📓 3.3.3.2 ACID Databases
One of the biggest advantages of SQL database is that they are incredibly stable. In computer science, the acronym ACID is used to describe the ways in which a SQL database is reliable. In this lesson, we'll cover ACID and why it is important. The content in this lesson isn't required for Friday's independent project. However, it is a key part of understanding how SQL databases work and how they are different from NoSQL databases. We will be using a NoSQL database in the React course.
An SQL database must have all of the following:
Atomicity: Just as an atom is undividable, the same must be true about a SQL database transaction. In other words, a transaction must either completely succeed or completely fail. For instance, if we were to make a query to return all of the Albums from our database, we would expect all results to be returned, not just most of them. If our database cannot return every result, then the query should fail. After all, our database wouldn't be very reliable if it only gave us some of the information we needed.
Consistency: An SQL database must be consistent. This simply means that a database must always be in a valid state. In order to enforce this, any data we add to our database must be valid according to the constraints imposed by our database. An SQL database will enforce consistency by rejecting invalid transactions.

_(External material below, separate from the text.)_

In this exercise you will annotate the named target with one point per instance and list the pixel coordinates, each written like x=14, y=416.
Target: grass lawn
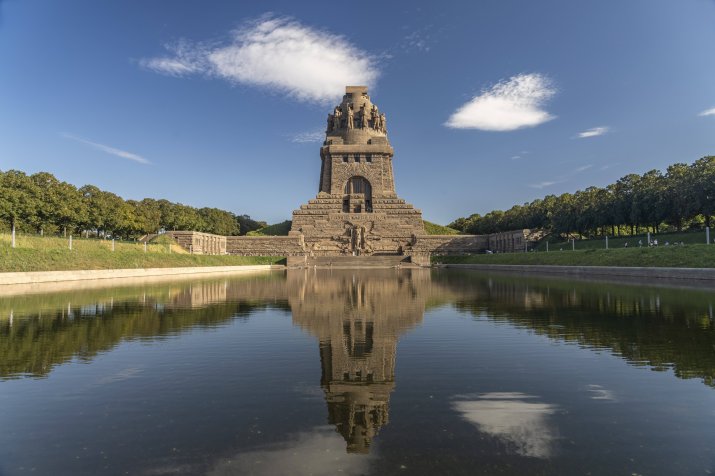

Isolation: In a large database, there can be many transactions happening all at once or at different times. The principle of isolation states that regardless of how these transactions occur, the database will ultimately be in the same state after the transactions are complete. This may sound complicated, but it just means that SQL databases have to handle concurrency. We also have to handle concurrency as programmers, such as when we're working with API calls in JavaScript.
At the strictest level of isolation, this means there can only be one copy of a database on one server. Otherwise, we could have a database distributed across multiple servers and each part of the database could be in a different state. Here's an example. Imagine two users on opposite ends of the world using an application with only one database server. User one makes an update to an Album (now it's sold out!) while user two wants to view that Album and see if it's available. These transactions will occur in the order they reach the database and the data will remain reliable.
Now imagine that the application has two database servers. Only one of the servers can be updated at a time. If the second user's query hits the second database, they may be accessing data that is different from the data on the first server. This is called a dirty read and it violates the principle of isolation.
Isolation is extremely important for the reliability of a database. However, with larger databases isolation leads to a decline in performance. For that reason, it's common for this principle to be relaxed to improve performance.
Ultimately, there are many levels of isolation leading to various tradeoffs in reliability and performance.
Durability: Once a database transaction is complete, it remains complete. Data cannot be erased or changed without further transactions. This just means that SQL databases must retain their data even in the case of potential issues such as outages or power failures. For this reason, data is generally recorded in non-volatile memory, which does not need constant power like volatile memory does.
In general, SQL databases are at their strongest when we can use relationships and a clear schema to represent our data. If we can't clearly define a schema and we don't need relationships in our application, NoSQL databases can be a better solution.